Fudan University has announced plans to open its first overseas campus after an agreement was signed between Hungary’s innovation and technology minister László Palkovics and Xu Ningsheng, the president of the university, in Shanghai on December 16.
The campus will be located in Budapest and the Hungarian government hopes that its presence will help transform the country into a “regional knowledge hub”. More than 2,300 Chinese citizens currently study in Hungary, which the government said was “a good basis for the intensification of relations between universities”.
“The presence in Hungary of Fudan and of reputable foreign professors will accelerate the process of globalisation which has already started in Hungarian higher education,” said Palkovics.
“[The campus] will accelerate the process of globalisation which has already started in Hungarian higher education”
“The planned campus opening could promote further Chinese investments, and in particular, the settlement of the research and development centres of Chinese companies in Hungary.”

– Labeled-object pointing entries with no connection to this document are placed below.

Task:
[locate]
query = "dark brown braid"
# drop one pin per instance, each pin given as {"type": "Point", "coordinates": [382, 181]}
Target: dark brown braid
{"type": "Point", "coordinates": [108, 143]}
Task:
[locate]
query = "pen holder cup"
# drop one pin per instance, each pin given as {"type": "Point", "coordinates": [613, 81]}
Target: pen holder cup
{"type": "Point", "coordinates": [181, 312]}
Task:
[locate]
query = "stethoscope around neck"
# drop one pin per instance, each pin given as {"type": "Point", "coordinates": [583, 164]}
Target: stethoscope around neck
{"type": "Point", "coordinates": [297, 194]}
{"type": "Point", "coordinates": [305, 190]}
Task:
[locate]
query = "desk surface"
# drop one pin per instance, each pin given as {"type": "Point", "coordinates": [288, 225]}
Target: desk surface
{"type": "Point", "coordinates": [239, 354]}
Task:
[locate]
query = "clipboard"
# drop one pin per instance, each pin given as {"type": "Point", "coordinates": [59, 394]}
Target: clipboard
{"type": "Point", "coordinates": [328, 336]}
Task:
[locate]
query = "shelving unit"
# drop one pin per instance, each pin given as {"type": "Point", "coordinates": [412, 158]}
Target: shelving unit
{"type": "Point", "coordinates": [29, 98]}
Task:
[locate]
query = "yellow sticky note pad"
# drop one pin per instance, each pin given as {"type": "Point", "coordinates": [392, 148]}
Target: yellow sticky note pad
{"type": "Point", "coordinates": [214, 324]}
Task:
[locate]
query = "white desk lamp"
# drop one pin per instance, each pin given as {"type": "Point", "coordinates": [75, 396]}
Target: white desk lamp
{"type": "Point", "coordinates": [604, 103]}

Fudan University is one of China’s top higher education institutions, with over 30,000 students across its four campuses in Shanghai. It has previously partnered with the Corvinus University of Budapest in offering a double MBA program.
Although the announcement was reported by several outlets as signalling the launch of China’s “first overseas campus”, that accolade actually goes to Xiamen University on the Fujian coast, which opened a branch in Selangor in Malaysia and welcomed its first students in 2016.
Peking University in Beijing also runs a business school in Oxfordshire in the UK.
The Hungarian government’s push for internationalising the country’s higher education system may come as a surprise to some due to concerns about academic freedom in the Central European nation. New laws introduced over the last few years have also sought to restrict foreign activity in higher education.
In 2017, the government enacted legislation that required foreign universities to maintain campuses in their country of origin, forcing the Central European University, founded by financier George Soros, to relocate to the Austrian capital of Vienna.
Further details about the campus, its opening date and what courses it will offer have yet to be released.